Former student: “Teachers that sometimes break out into song are never boring”

Brian Bech Nielsen says that he misses his teaching, and former students describe him as a very lively teacher.

Even though it’s quite a few years since 2005, when Jakob Arendt Rasmussen was a second-year PhD scholar of Physics at iNANO, he still clearly remembers being taught an autumn semester of quantum mechanics by Brian Bech Nielsen.

“He was really lively, and teachers like Brian who sometimes break out into song are never boring. He was always in good spirits, knowing that the subject he taught was highly abstract.”

After the breaks Bech Nielsen sometimes started a new session by shouting the words: “I feel good!”

“This was a great way to grab our attention and call us to order,” explains Jakob Arendt Rasmussen. He also describes Bech Nielsen as “a great communicator” and a very pleasant person.

“You have to actually BE Brian to lecture in his own particular style,” he concludes.

A teacher who cared

The fact that Bech Nielsen wasn’t afraid to break out into song in the middle of a lecture is confirmed by Jens Holbech, who is now a senior consultant at the dean’s office of Science & Technology.

“He sometimes sang a whole song a cappella. We loved it – and he actually has a really good voice!”

Jens Holbech was taught solid state physics by Brian Bech Nielsen back in the 1990s, and he also describes him as a teacher who cared.

“If anyone was absent from his lectures a couple of times in a row, he sometimes asked them in the break whether they were doing alright, or whether they needed any help.”

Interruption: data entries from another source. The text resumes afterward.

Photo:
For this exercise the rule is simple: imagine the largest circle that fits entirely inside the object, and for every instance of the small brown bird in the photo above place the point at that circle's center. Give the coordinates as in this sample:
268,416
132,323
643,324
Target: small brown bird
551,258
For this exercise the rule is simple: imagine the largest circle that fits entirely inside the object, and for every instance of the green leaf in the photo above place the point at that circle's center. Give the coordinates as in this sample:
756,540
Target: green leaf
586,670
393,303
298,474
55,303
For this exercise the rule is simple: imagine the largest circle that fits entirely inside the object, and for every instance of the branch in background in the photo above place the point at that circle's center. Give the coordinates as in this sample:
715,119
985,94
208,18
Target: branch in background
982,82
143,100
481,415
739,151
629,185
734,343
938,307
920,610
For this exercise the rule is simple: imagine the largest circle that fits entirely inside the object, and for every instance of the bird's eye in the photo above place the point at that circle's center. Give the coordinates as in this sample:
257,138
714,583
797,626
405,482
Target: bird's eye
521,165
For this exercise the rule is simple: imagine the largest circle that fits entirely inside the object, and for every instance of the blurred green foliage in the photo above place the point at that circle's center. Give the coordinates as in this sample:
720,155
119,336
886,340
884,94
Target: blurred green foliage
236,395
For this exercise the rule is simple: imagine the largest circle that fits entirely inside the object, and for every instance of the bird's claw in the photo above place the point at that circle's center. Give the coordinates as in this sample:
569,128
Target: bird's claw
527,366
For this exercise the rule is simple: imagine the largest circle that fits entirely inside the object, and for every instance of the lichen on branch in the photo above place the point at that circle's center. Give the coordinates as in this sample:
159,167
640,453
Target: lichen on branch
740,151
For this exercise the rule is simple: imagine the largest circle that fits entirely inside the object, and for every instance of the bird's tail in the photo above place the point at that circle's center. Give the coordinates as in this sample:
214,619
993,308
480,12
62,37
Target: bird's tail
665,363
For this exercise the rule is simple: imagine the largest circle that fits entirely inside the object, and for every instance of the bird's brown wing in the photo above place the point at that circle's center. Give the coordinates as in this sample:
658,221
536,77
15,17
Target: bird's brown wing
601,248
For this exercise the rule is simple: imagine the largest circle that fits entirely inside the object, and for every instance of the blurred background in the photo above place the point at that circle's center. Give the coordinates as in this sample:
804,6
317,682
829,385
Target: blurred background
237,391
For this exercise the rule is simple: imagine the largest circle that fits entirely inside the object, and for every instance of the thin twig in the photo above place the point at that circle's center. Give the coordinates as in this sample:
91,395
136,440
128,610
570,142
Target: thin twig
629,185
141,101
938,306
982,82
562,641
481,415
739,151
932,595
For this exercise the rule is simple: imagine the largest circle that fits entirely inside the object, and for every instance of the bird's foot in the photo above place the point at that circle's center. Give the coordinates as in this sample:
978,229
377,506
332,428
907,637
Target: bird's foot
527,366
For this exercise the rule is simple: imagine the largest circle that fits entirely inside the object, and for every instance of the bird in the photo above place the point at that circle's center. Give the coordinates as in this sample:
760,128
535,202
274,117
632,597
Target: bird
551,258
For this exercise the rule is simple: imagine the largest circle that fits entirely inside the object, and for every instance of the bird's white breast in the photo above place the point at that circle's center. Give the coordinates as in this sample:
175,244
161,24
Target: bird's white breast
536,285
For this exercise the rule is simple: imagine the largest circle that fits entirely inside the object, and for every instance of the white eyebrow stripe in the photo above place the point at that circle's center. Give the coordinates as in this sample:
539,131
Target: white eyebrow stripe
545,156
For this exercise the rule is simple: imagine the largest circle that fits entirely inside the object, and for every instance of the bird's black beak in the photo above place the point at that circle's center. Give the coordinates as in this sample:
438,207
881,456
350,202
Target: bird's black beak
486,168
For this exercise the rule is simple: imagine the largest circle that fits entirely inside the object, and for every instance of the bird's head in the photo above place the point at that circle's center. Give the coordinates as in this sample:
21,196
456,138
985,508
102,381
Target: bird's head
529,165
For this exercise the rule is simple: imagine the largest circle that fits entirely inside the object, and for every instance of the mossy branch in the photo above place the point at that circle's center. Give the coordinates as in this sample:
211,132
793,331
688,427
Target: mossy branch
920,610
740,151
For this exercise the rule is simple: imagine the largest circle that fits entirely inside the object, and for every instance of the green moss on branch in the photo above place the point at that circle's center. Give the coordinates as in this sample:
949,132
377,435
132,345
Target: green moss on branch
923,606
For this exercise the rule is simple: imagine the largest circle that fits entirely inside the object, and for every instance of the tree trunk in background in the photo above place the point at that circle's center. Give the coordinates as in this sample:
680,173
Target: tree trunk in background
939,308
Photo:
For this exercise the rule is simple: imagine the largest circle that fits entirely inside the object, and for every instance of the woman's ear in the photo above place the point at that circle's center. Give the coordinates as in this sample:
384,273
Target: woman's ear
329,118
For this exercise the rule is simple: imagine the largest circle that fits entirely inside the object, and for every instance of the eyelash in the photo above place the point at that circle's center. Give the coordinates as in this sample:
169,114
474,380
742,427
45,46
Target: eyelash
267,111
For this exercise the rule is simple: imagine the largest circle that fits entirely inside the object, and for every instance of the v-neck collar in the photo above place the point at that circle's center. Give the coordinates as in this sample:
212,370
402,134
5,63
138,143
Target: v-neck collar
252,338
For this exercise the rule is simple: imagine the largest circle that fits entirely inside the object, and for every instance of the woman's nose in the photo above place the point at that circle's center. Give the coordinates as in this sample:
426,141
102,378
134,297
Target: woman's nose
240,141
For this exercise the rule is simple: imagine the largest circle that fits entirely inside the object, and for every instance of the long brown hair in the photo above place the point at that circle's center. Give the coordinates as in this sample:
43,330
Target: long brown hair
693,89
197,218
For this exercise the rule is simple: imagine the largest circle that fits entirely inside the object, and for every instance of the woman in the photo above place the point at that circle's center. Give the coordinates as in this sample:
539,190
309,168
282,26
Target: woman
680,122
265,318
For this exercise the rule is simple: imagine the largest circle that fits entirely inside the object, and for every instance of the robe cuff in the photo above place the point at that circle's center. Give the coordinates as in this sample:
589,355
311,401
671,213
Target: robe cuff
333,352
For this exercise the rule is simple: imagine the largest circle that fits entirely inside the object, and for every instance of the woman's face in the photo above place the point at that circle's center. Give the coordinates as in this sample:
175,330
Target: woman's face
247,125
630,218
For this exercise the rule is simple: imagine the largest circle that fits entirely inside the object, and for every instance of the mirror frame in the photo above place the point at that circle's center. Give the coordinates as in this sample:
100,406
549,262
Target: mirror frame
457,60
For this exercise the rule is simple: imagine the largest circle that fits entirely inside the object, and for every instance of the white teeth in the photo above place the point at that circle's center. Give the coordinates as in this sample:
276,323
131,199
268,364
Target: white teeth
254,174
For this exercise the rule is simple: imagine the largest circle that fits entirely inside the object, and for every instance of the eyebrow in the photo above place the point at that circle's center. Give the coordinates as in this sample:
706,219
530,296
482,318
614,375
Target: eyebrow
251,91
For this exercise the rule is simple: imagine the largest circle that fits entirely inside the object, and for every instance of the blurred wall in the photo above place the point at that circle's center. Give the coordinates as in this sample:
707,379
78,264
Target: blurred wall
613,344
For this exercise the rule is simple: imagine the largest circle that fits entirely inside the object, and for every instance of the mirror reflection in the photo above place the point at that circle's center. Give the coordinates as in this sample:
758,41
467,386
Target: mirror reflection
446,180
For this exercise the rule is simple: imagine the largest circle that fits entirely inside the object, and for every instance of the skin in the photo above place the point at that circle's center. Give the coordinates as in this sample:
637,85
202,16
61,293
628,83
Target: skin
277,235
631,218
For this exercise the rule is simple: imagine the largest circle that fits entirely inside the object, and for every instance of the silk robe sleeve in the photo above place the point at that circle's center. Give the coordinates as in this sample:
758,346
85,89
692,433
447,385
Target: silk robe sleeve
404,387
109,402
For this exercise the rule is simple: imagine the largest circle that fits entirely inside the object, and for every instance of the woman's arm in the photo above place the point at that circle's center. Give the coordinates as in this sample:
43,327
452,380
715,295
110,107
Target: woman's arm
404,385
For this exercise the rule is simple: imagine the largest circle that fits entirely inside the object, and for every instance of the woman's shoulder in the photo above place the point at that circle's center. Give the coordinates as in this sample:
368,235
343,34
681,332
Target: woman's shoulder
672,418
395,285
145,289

“I also remember him as a hugely enthusiastic and ambitious teacher who was always well prepared and very anxious that we should get something out of his lectures. He was a good communicator, you could sense that he’d thought a lot about the best way of presenting his material, and he’d clearly used the experiences and feedback gained from previous lectures. He dared to show us who he was, so we got an impression of the man behind the teacher’s mask.”